Ela tem pena por ele ser uma pessoa de idade. Sonha com a felicidade das filhas, quer sempre que estejam bem, isso conforta seu coração e ela acaba ficando superbem junto com todas elas. Teve um tempo que ela começou a catar latinhas na rua, isto mesmo, não podia avistar uma que pegava e colocava na bolsa, necessidade? Não, não mesmo, vendia para ajudar outras pessoas, nunca ficou com nenhum centavo que fosse, todo mundo morria de vergonha desta proeza dela. Não que catar coisas para vender seja vergonha, não é bem isso, mas ver uma mãe fazendo isto sem precisar é o fim da picada, até comprava refrigerante para poder utilizar a bendita latinha, realmente é a “treva”. Fora às costuras, os vizinhos dão a roupa para ela fazer ou dar um arremate e ela fica com vergonha de cobrar, diz sempre “a pessoa é mais pobre que eu”, e acaba não cobrando, sempre foi assim, hoje eu escrevendo sobre estes assuntos, se tornam engraçados, será que são realmente?

Eu precisaria de um espaço maior, um livro, pelo menos, para decifrar ou contar a história da Vanda, estas simples linhas, por mais que eu tente não conseguiria resumir sua vida e obra, esta ilustre personagem tem muito o que falar. Só um “tantinho” deixo aqui.

Vanda já sofreu demais por todas as filhas, não crucifico estas doideiras. Quando ela foi ter a filha caçula, chovia muito, ela foi com a vizinha, andaram uma rua comprida até o ponto de ônibus, embaixo de uma chuva torrencial para chegar à maternidade. Uma mãe deve passar por isto? Dizem que é o melhor momento de uma mulher...Assim?

Sofreu nas idas e vindas do hospital com a outra filha, os médicos nunca disseram o que ela teve, a menina só ficava internada, com aparelhos na cabeça, louca ela não é, tem o juízo melhor que o meu. Sem contar das vezes que deixou de comer para que o prato de comida desse para todas comerem. Isto não tem preço.

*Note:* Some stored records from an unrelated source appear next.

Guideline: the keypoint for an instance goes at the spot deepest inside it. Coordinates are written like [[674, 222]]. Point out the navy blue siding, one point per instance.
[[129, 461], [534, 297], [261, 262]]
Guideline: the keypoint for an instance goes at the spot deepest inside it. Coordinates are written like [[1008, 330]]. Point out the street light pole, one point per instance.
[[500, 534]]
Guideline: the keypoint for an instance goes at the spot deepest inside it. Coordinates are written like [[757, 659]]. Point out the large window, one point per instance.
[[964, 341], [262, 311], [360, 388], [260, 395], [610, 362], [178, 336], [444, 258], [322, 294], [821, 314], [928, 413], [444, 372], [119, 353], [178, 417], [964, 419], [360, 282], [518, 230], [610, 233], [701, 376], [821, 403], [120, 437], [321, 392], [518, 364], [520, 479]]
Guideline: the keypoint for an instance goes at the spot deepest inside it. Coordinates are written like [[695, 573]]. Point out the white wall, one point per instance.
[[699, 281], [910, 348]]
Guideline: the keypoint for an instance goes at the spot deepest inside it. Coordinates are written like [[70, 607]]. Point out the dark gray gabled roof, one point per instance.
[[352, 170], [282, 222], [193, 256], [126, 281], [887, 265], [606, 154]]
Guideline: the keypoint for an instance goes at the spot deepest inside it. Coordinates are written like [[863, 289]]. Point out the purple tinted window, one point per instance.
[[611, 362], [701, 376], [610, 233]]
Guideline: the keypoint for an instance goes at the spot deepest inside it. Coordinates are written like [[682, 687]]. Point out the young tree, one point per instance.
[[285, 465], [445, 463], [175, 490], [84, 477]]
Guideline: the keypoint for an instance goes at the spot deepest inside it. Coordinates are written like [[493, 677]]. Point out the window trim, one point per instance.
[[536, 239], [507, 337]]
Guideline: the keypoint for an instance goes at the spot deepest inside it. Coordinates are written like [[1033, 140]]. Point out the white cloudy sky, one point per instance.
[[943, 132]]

Em todas as datas comemorativas, devemos nos lembrar da mãe, porque só ela sabe fazer todos os papéis, sempre será única e sem substituição.

A Vanda lá de casa pode não ser instruída inteligentemente, pode não ter feito o ginásio ou faculdade, pode até não ter méritos de alguns cursos ou ser expert em psicologia infantil, mas ela tem o maior e melhor grau que esta vida pode proporcionar, de ser simplesmente minha mãe.

FIM

Um comentário:

Marinalda disse...

Muito lindo Sula, a vida da Wanda da um livro sim. Acho que vc deveria pensar nisso. Sua mãe é especial.